London - After braving the leaky boats of the
Mediterranean, many migrants to Europe make another dangerous crossing, risking
their lives hidden inside or under the wheels of lorries to try to reach
Britain.
Meron, an Eritrean refugee, was just 15 when he
spent a fortnight last September in the French port of Calais waiting to cross
over to Dover.
He and two friends tried up to 10 times a day to
get on a lorry. Finally, they found one with just enough space for one person
to squeeze inside.
As the youngest, Meron's friends made him go in –
they would follow later.
He lay motionless for hours in a gap between the
boxes and the lorry roof, holding his breath in the end-of-summer heat when
guards checked the vehicle.
"My heart was breaking," he told AFP in a
cafe in south London, near where he is now living with a foster family after
being granted asylum.
"I was feeling so hot, there wasn't any room
to move, I was lying down. I wasn't sure that I would get to UK."
When the lorry stopped and he looked out to find
himself in London, he said: "I felt like I was born for a second
time."
‘My mother would cry’
There were 30 000 recorded attempts to cross the
Channel in the 10 months to January – around 100 a day and almost double the
number for the previous year, official data shows.
The Guardian newspaper reported that 15 migrants
died attempting to make the journey last year.
Calais Migrant Solidarity, a campaign group, listed
17 deaths including a Sudanese man reportedly crushed under the wheels of a
truck he was clinging to on the M25 motorway around London in December.
It is unclear how many migrants do make it across
illegally but Britain in 2013 deported 935 migrants to other European Union
countries where they first made their asylum requests.
Many of those who attempt the journey are refugees
seeking asylum in Britain, which has the fifth largest number of applications
in the EU, with a recent surge in new arrivals from Eritrea and Syria.
Lorry drivers have complained about confrontations
with would-be stowaways. The Freight Transport Association complains that
drivers face regular and sometimes serious confrontations.
"We completely understand the frustration of
drivers who feel they are being used as scapegoats in what is a desperate
situation," Natalie Chapman from the FTA said of a protest organised on
behalf of drivers last year.
The British and French governments have promised to
boost security at Calais but the problem is part of a wider issue of how to
respond to the surge of migrants coming into the EU across the Mediterranean.

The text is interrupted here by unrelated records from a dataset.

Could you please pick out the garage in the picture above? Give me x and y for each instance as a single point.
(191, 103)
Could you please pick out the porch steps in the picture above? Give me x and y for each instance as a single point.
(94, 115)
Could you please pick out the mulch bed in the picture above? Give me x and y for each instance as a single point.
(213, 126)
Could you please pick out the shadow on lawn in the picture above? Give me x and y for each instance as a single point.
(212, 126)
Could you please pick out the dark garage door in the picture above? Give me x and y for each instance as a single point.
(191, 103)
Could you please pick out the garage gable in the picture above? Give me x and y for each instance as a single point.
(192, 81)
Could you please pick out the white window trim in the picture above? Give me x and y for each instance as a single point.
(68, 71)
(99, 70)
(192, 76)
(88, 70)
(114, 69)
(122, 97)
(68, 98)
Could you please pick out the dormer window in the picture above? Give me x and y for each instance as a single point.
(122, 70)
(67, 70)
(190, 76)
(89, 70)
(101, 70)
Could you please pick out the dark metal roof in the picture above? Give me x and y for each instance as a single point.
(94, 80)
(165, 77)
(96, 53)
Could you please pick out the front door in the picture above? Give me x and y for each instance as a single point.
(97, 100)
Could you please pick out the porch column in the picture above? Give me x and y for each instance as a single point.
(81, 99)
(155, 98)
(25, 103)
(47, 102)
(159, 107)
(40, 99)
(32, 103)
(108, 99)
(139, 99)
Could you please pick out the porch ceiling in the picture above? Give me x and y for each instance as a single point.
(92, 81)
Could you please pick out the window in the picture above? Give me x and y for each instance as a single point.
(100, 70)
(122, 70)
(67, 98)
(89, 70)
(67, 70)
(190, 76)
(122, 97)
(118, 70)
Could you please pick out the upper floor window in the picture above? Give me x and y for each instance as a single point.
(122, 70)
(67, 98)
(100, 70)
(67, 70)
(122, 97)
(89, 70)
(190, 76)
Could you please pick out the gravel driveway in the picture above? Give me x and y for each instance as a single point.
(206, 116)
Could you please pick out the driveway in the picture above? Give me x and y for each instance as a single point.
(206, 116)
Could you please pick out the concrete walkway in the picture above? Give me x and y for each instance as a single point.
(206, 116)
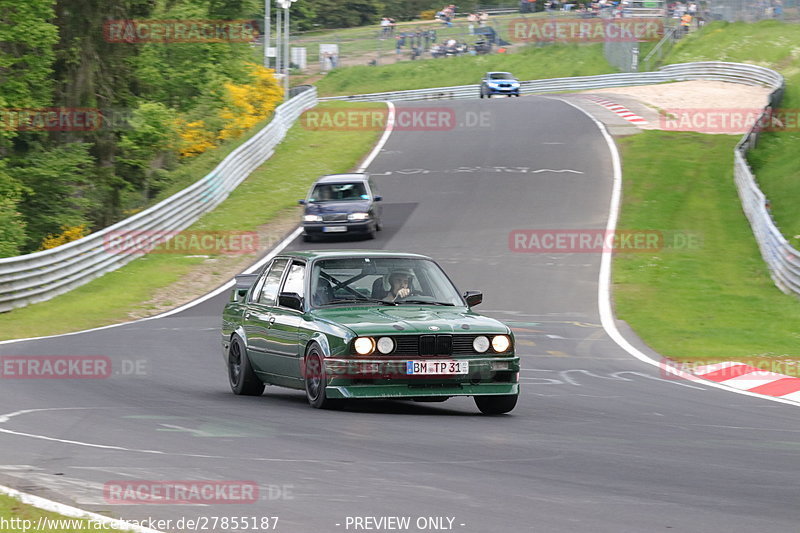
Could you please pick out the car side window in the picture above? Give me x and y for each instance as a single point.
(294, 279)
(269, 294)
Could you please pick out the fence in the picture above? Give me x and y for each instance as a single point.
(37, 277)
(782, 260)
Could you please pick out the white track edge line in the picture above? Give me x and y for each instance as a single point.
(604, 285)
(73, 512)
(279, 248)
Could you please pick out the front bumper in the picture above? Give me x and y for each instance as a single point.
(387, 378)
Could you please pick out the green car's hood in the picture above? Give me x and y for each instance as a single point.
(404, 319)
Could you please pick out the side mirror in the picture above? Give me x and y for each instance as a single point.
(243, 284)
(292, 300)
(473, 298)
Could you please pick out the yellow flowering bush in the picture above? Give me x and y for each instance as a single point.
(68, 234)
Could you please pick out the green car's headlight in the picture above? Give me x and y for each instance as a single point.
(364, 345)
(500, 343)
(385, 345)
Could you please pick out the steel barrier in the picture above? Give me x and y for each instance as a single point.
(42, 275)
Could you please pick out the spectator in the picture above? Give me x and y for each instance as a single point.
(472, 19)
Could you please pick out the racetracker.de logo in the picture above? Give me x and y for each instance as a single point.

The question is causing political tensions, with
Britain resisting proposals for the bloc to take in more refugees.
Meron's Channel crossing was the culmination of a
four-month journey which began when he fled Eritrea and the prospect of a
lifetime of military service.
He and his friends paid people traffickers to take
them across the Sahara to Libya, where they boarded a packed boat to Italy and
almost sank, before being rescued.
At each stage, the only objective was to stay
alive, and they only decided to try Britain on the advice of some fellow
Eritreans in Italy.
"If I knew that the journey was like this, I
wouldn't do it," said Meron, indistinguishable from any normal teenager in
black jeans, a long-sleeved black t-shirt and trainers.
He has lied to his mother back home about how hard
it was, saying simply: "She would cry."
‘The only choice’
Mohammed, a 33-year-old English teacher from
northern Syria, knew he wanted to go to Britain when he left last June in fear
of his life – but had no idea what awaited him.
He too crossed the Mediterranean on a dangerously
overcrowded boat, before taking the train to Calais, where he spent four months
sleeping rough and trying every day to get on a lorry.
In the end, he crossed by climbing between the
wheels of a truck and clinging on to the axle.
"It was very dangerous. But it's the only
choice," he told AFP by telephone from his home in central England, where
he is waiting for a decision on his asylum application.
If granted asylum, he will be able to start work as
a teacher and send for his wife who remains back in Syria – although he would
rather have stayed at home.
"Nobody will be happy to leave his homeland,
his country. But sometimes you are forced to leave".